In my mind’s eye I resurrect various Christmases past. Tokyo being beaten and Pig eating the entire Christmas meal that was meant to be for two adults and two children, leaving hardly a scrap for them and nothing for me. I drank the entire bottle of champagne his work had given him – he didn’t care for it, he had a sweet tooth and dull tastes, and passed out on the bed after getting my head knocked in. Came to with the children piled up next to me, curled around me, fingers wound round my long hair. I cried when I cut all my hair off. It was like cutting away memories of what had been, cutting away my youth, my motherhood, my ‘pretty’. It all fell to the floor. Wasted. Lost. Swept away. Holding onto sanity was like holding onto a tsunami, getting battered and torn in the waves of grief. Those waves still wash up on my shore, muddied by Billy’s passing.

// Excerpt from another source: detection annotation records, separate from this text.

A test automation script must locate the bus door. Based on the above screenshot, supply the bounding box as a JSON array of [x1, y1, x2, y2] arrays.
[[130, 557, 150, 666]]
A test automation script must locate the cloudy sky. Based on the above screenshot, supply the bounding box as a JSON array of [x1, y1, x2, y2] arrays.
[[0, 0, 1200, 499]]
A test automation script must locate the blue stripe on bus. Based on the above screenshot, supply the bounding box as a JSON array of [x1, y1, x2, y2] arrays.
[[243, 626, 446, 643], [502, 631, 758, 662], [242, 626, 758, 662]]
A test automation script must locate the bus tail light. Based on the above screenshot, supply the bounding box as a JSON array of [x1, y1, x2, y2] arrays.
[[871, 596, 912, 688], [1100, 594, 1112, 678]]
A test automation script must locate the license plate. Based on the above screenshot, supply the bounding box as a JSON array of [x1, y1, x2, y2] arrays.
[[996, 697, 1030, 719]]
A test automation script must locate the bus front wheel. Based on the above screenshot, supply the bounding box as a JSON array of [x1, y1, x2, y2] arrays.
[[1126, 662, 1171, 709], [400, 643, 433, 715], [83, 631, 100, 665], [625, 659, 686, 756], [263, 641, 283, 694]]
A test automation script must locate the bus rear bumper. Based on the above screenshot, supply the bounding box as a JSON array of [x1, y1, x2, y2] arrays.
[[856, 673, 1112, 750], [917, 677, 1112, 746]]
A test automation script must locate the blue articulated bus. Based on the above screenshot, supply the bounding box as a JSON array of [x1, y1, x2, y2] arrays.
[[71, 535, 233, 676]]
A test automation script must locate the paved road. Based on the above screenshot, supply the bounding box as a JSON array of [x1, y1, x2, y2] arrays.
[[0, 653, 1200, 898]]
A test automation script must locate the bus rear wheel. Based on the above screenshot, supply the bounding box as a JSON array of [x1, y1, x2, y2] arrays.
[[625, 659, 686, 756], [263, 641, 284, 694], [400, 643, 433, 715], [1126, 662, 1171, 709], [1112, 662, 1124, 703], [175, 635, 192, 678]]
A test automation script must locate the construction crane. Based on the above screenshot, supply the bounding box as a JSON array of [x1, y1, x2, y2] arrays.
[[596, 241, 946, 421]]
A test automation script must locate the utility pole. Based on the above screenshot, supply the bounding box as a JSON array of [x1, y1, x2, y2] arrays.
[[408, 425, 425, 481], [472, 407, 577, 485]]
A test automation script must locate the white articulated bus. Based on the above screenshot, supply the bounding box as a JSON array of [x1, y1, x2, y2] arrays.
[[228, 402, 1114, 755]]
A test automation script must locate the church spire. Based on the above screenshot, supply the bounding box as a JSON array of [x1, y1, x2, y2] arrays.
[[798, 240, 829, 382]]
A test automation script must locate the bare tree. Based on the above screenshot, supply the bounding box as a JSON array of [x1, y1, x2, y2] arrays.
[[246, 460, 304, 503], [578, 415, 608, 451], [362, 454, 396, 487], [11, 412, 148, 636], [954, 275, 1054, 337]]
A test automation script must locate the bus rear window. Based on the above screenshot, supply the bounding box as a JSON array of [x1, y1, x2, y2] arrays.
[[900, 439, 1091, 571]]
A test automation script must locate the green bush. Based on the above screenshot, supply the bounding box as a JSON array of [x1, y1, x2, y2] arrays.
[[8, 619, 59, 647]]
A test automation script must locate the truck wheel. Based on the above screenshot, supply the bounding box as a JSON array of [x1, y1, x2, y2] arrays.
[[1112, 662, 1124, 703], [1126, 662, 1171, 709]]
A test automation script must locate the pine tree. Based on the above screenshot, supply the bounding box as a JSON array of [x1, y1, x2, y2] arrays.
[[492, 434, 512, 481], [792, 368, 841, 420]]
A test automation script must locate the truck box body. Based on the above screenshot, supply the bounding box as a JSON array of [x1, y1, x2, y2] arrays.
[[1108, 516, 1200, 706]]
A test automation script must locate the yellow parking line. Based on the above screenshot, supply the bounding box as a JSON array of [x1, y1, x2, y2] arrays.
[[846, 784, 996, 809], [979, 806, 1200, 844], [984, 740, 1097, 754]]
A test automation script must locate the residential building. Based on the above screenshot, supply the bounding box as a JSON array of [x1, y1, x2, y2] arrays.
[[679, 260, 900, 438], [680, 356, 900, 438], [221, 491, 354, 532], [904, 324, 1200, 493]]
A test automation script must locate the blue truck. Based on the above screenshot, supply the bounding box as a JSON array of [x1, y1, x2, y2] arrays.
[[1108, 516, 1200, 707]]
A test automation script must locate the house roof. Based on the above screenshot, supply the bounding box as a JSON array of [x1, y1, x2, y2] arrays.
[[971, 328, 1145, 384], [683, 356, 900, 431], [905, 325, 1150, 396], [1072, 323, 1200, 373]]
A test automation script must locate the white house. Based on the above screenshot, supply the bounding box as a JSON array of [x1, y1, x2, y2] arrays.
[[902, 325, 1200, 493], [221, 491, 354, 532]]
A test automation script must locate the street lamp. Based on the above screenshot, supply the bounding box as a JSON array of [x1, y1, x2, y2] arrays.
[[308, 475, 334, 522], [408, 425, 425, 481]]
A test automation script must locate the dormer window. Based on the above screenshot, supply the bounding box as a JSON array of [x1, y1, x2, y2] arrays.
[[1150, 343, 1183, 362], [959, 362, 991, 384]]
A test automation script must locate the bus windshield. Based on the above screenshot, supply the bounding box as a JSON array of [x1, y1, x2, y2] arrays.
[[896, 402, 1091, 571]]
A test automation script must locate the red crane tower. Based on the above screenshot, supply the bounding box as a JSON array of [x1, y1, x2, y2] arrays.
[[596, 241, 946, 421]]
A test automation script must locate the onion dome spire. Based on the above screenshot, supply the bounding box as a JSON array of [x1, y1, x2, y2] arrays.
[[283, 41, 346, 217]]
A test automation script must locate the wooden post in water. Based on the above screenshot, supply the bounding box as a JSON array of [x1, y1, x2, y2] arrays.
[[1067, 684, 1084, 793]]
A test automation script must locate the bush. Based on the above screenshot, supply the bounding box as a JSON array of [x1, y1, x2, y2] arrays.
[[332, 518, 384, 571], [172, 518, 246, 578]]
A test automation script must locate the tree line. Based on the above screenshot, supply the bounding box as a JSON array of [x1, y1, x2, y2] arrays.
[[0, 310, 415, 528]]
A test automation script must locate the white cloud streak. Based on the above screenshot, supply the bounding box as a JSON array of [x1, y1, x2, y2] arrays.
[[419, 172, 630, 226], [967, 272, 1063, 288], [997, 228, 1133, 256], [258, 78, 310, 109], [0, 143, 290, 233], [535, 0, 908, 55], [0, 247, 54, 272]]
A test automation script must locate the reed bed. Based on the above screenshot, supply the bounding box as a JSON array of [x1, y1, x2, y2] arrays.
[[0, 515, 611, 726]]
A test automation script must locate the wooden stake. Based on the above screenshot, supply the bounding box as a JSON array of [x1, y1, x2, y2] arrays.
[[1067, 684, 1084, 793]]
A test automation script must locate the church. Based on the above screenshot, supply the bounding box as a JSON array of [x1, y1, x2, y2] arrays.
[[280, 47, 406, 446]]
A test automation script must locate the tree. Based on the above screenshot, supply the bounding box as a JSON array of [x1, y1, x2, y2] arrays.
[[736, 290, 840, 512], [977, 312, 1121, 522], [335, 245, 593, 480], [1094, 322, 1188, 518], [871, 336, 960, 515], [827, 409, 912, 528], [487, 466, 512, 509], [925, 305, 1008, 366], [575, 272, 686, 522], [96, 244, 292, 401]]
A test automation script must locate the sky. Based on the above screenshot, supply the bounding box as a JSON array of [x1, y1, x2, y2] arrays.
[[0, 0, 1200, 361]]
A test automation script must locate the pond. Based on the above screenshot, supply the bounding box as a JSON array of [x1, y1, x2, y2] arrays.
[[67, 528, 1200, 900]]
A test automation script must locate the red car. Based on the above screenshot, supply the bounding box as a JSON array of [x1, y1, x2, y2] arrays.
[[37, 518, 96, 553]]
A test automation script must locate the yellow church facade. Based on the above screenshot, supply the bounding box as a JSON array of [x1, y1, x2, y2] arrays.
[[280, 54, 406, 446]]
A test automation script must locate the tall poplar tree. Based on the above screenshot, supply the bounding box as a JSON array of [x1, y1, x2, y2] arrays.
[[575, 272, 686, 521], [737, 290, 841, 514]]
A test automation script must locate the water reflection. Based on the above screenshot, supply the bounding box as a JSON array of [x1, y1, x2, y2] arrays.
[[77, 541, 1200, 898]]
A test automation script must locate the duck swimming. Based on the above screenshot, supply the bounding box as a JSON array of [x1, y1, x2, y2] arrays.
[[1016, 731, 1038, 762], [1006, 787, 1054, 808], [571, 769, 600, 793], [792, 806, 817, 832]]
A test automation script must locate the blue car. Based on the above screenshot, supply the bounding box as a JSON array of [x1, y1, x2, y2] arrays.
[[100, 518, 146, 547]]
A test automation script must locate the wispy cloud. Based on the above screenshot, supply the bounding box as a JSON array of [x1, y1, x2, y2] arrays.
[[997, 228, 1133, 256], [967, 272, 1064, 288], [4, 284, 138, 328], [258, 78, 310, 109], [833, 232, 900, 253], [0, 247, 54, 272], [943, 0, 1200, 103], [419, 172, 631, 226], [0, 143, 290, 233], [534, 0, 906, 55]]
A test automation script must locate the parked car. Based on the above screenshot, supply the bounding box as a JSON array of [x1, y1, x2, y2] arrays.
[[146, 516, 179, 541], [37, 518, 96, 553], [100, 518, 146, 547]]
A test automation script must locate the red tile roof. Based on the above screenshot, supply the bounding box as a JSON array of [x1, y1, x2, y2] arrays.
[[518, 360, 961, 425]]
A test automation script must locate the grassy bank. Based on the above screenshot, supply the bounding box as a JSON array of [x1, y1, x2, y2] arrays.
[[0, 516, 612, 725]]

The heating doesn’t work in my new apartment. It keeps cutting out and won’t stay alight. The gas heat makes me nervous, I press the ignition, see the little pilot light and eventually it fires up, but the thermostat turns it off soon after. The landlord set the thermostat too high. He includes heat. Just not enough of it. It is rainy and cold and grey here. I hear the sound of the water drip drip drip down the fire escape, pinging off the stairs. Outside is silent. Silent and wet and brutal. Looking out there fills me with dread. How can I do it again? The wind blows through the trees that line the street. The sirens wail. A lone dog barks. The wailing sounds desperate and afraid. There is a sense of anticipation in the air, a wondering of what the rich and spoilt will throw at people next. Because the real people who live here though numerous to the few on the top of the heap who feed off suffering like carrion crows, get so little while the privileged get so much. It is arbitrary. Some get. Some don’t. It is all greasy soup and muddied boots, with some getting all the meat of life, and never getting their feet or hands dirty. There is very little pure and decent in the world this Christmas.
We are being forced apart by others agendas. Scapegoating and blaming abound. Nothing feels right anymore. The heating stopped working. I am not impressed. At least I have a roof over my head…for now…
Merry Christmas to everyone who has read over the last year or so. May your new year be a bright one, and all your days be toasty and full of love.